Senator Elizabeth Warren and Representative Mary Gay Scanlon plan to introduce an updated version of the Health and Location Data Protection Act to prevent AI companies and others from selling health and location data, including information shared with AI tools like ChatGPT and Claude.
- Ban on selling Americans' health and location data by AI firms
- Includes data shared with AI chatbots like ChatGPT and Claude
- FTC granted enforcement powers with $1 billion budget over 10 years
What happened
Senator Elizabeth Warren and Representative Mary Gay Scanlon are preparing to introduce an updated Health and Location Data Protection Act that broadens protections against the sale of Americans’ private health and location information. This version extends beyond data brokers to include companies using AI platforms, explicitly covering health data entered into services like ChatGPT, Claude, and others used in medical settings.
The original bill, first introduced in 2022, focused on data brokers alone, but the revised legislation responds to the growing role AI systems play in processing sensitive health information. AI companies have introduced healthcare-oriented products and encouraged users to upload medical records, raising concerns about potential misuse and data breaches.
Why it matters
As AI technology increasingly integrates into healthcare, users are sharing sensitive medical data with chatbots and AI services without comprehensive federal data privacy protections.
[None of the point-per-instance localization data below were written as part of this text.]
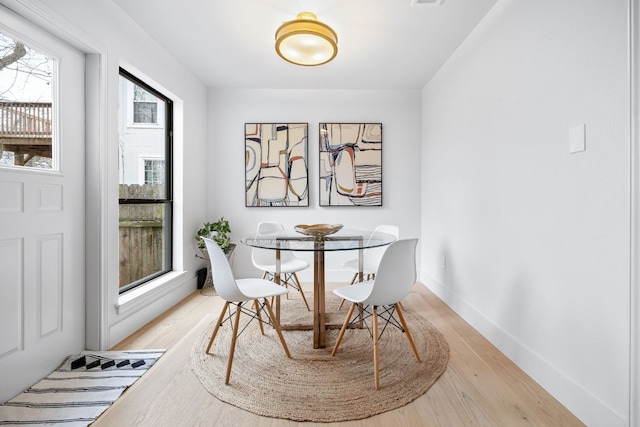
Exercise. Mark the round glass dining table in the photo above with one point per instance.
(343, 240)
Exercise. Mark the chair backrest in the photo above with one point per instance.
(373, 256)
(396, 274)
(268, 256)
(221, 273)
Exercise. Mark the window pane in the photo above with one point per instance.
(26, 76)
(145, 112)
(143, 242)
(154, 172)
(140, 143)
(144, 170)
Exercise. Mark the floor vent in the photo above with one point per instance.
(426, 2)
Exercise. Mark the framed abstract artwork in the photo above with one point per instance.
(350, 164)
(276, 167)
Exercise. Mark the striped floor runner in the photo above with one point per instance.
(78, 391)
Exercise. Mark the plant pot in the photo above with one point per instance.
(208, 288)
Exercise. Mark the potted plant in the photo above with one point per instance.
(218, 232)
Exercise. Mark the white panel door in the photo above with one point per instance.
(42, 233)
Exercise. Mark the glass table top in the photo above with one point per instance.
(344, 240)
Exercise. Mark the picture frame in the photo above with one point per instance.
(276, 164)
(350, 164)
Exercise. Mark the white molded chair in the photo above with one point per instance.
(380, 297)
(237, 293)
(371, 258)
(265, 260)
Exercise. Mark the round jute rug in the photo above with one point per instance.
(313, 385)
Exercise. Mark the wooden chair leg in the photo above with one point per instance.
(295, 277)
(218, 323)
(343, 329)
(256, 305)
(375, 348)
(233, 344)
(407, 333)
(277, 326)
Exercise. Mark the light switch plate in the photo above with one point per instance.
(577, 139)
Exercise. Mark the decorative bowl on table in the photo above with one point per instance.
(318, 230)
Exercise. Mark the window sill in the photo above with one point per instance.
(145, 294)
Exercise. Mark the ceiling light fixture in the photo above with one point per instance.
(306, 41)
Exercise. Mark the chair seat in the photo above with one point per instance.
(352, 265)
(290, 266)
(355, 293)
(260, 288)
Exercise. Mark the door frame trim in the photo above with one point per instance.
(96, 177)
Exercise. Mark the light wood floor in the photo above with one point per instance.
(480, 387)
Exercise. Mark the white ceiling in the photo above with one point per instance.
(382, 44)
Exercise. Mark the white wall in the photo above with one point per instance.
(100, 27)
(536, 239)
(399, 113)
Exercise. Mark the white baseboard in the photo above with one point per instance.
(576, 399)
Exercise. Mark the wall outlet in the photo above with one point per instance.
(577, 139)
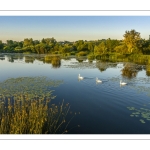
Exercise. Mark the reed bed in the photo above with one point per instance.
(25, 112)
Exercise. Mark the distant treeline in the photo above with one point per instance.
(132, 43)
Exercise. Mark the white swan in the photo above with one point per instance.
(97, 80)
(122, 83)
(80, 77)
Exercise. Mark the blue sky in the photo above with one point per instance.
(71, 28)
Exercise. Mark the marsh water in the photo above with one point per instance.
(97, 108)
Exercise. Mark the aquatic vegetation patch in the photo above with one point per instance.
(26, 107)
(30, 85)
(142, 113)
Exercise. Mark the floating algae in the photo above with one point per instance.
(143, 113)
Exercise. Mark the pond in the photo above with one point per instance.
(97, 108)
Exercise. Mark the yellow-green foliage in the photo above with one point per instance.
(22, 115)
(26, 107)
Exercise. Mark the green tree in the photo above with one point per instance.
(100, 49)
(132, 40)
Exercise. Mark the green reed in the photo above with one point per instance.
(26, 107)
(24, 115)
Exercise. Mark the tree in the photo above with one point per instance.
(101, 48)
(132, 40)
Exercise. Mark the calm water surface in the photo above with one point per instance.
(101, 107)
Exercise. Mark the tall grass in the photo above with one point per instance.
(22, 115)
(26, 107)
This leaves consumers vulnerable to unauthorized access and commercial exploitation of their health information, often dependent on the companies’ privacy policies.
By explicitly banning the sale of these data to brokers and empowering regulatory bodies to enforce these rules, the bill aims to curb the lucrative trade in highly sensitive health and location data. The inclusion of funding and enforcement provisions signals a significant federal commitment to strengthening data privacy at a time when no overarching national framework exists.
What to watch next
In the coming weeks, the bill's formal introduction will set the stage for Congressional debate on AI-related health data privacy. Monitoring the responses from AI companies, healthcare providers, and privacy advocates will be key, as their cooperation or resistance could shape the bill’s final provisions and implementation.
The Federal Trade Commission will have 180 days to create the enforcement rules once the legislation passes, with a $1 billion budget over ten years earmarked for this purpose. Observers should track how the FTC and state authorities apply these regulations, as this could create new compliance requirements and reshape data handling practices in the AI and health sectors.